The Prior Names Department

Here come the footsteps from down the hall. Short clomp, long clomp, short clomp, long clomp, short. Footsteps in iambic pentameter. Footsteps with insidious intent.

Inside the office she sits at the desk. It’s 11am. The window washer is outside her window as he always is at 11am. They’re on the 33rd floor, the city from this perspective a tiny version of a city, like a dollhouse or a model train set. It’s sweet, from this perspective. She pretends they’re in a tree house, operating in a world where they make the rules.

The office is a corner office. They no longer live in a world where corner offices matter. She’s in here because it’s the only office that didn’t burn in the last fire and because no one noticed when she took over this space. She’s very creative with her threats, so no one has been too interested in sharing the space with her.

She translates people’s names into numbers. For ease of organization, of course. The New Regime is all about organization and structure and categorizing people by number is so much more efficient than letters. All those crazy names out there—letters hiding behind other letters, sitting silently without pronunciation and still expecting to be included in the spelling. It’s messy. Filing systems get knocked out of sync by a simple missed letter. And the humans. The way they bitch when they see a misspelling: “I can’t log in,” “I can’t get access,” “I can’t communicate.” They seem to feel it’s their right to be seen. It’s madness, really, and quite frankly, it is not The New Regime’s responsibility to coddle its citizens.

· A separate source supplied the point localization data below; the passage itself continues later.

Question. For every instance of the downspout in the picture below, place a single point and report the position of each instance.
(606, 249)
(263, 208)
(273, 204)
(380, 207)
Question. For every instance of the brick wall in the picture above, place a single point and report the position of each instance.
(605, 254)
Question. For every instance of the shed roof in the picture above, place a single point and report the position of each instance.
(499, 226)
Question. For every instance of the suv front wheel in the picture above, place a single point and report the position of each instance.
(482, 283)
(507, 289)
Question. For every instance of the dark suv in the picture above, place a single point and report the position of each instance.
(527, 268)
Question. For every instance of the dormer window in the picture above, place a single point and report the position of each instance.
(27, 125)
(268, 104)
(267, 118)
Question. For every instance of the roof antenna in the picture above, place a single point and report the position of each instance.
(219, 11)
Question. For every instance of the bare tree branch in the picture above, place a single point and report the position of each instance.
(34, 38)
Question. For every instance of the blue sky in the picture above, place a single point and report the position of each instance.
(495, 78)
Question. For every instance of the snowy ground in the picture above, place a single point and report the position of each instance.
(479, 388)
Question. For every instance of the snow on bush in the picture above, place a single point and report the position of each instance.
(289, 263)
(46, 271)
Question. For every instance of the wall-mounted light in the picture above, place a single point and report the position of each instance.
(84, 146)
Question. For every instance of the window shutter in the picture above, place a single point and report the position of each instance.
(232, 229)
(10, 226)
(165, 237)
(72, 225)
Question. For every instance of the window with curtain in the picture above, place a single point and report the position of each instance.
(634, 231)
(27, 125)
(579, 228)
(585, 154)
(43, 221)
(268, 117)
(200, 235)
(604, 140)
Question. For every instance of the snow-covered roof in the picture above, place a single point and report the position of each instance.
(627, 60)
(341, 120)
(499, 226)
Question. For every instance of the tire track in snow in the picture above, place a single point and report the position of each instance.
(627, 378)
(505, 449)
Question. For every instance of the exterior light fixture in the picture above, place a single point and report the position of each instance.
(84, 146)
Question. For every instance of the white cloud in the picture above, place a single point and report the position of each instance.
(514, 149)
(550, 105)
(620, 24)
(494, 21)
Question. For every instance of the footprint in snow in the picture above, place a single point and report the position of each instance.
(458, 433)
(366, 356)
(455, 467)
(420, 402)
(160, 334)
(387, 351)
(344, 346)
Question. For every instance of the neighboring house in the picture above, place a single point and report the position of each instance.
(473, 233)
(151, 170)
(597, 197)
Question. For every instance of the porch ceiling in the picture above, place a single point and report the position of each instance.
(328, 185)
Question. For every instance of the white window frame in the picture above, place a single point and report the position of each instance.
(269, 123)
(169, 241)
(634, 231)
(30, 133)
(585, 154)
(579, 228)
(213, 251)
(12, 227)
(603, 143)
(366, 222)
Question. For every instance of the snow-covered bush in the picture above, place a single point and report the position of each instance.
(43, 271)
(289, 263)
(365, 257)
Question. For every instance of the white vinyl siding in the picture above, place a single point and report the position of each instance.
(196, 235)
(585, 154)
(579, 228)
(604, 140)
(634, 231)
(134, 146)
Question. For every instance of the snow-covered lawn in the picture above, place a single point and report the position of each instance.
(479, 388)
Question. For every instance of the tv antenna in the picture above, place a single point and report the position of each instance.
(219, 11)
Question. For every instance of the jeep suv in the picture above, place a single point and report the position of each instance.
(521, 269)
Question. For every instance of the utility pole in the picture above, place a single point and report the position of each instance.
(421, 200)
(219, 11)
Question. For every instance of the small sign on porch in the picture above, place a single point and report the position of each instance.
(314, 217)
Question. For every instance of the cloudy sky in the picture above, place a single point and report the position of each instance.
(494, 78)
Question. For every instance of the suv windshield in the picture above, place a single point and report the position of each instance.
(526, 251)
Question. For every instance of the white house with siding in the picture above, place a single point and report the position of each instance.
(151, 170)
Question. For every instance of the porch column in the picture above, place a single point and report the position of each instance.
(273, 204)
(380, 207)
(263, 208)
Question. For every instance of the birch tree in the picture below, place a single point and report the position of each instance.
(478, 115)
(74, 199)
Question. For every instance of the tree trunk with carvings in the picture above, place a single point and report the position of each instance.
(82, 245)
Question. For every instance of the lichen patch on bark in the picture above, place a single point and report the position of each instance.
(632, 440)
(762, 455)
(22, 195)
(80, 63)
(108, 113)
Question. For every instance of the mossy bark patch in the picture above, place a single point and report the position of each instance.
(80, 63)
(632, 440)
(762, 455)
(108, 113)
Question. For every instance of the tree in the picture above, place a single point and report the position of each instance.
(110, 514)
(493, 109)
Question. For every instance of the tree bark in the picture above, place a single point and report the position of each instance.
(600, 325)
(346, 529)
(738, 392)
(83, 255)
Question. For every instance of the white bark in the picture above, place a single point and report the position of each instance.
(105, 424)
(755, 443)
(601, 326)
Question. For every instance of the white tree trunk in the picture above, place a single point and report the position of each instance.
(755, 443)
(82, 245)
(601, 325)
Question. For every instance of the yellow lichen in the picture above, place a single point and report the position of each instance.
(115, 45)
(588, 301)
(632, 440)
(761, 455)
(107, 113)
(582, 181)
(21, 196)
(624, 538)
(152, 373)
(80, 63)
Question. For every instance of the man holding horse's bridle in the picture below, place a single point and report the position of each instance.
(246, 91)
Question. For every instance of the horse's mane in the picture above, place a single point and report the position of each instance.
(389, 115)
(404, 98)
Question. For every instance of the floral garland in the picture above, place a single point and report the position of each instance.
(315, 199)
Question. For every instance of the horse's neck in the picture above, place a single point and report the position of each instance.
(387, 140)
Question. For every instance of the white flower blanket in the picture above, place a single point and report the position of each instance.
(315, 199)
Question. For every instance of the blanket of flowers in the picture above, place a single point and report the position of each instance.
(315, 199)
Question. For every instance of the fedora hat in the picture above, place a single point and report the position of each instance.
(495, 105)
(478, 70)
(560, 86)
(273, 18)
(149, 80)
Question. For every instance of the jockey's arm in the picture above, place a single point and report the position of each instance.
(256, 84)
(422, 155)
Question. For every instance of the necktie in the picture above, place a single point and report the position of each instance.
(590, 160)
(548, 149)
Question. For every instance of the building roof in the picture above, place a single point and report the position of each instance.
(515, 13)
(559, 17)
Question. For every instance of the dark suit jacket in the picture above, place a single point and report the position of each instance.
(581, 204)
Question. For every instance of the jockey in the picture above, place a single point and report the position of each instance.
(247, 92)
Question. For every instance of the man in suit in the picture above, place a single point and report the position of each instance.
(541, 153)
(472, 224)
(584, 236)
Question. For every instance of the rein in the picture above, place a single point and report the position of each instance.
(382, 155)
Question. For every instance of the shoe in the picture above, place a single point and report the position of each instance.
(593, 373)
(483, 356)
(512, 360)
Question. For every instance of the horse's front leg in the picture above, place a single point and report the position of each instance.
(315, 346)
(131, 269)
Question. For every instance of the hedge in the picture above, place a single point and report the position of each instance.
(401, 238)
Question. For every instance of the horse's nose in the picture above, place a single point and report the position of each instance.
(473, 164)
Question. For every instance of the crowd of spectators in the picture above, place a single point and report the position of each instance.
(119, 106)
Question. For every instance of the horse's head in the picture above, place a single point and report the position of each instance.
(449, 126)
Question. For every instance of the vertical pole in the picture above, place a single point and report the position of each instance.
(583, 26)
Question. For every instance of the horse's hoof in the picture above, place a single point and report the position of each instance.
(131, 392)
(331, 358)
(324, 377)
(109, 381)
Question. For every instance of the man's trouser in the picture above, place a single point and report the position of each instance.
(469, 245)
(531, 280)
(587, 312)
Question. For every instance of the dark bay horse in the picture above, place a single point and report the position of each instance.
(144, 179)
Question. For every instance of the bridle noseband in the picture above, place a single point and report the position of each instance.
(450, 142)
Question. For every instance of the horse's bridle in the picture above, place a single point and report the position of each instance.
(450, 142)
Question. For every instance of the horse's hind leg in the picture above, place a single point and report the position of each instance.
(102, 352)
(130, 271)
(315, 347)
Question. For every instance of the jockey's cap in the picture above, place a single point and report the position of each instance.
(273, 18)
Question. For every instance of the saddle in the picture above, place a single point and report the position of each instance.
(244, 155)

The document open on her laptop is a marriage license. The names were changed to numbers one week after The New Regime took power. She wasn’t in this department then. It took her a minute to maneuver herself to this position. The New Regime dissolved her marriage, expropriated their home, and revised her entire history to a column of numbers. She wasn’t expecting that, not that quickly. Now she’s:

10-15-3-5-12-25-14

0 dependents

Housed in Square 42, Lot 365

Square 42, Lot 365 has a bed, a toilet, a hot pot, and a small refrigerator. Her home had a wrap-around porch, windows that pulled in sunlight even on overcast days, a kitchen so comfortable it felt like a warm blanket, and him.

Here come the footsteps from down the hall. Short, long clomp, short, long clomp, short. Iambic pentameter getting closer. Closer.

Outside the window, he pulls the squeegee across a row of dripping water and then there is a row of clarity through which she can see the dim diluted sun in the distance, the gray moody clouds trying to cover it up, the tips of the other buildings on the other side of the city, the tips of the buildings right next to hers, the scaffolding he’s standing on, his graceful hands, his eyes. If these windows weren’t rendered black by the surveillance spotlight that swings back and forth across the sky, he’d be able to see in. He’d be able to see her. He’d be able to look into her eyes.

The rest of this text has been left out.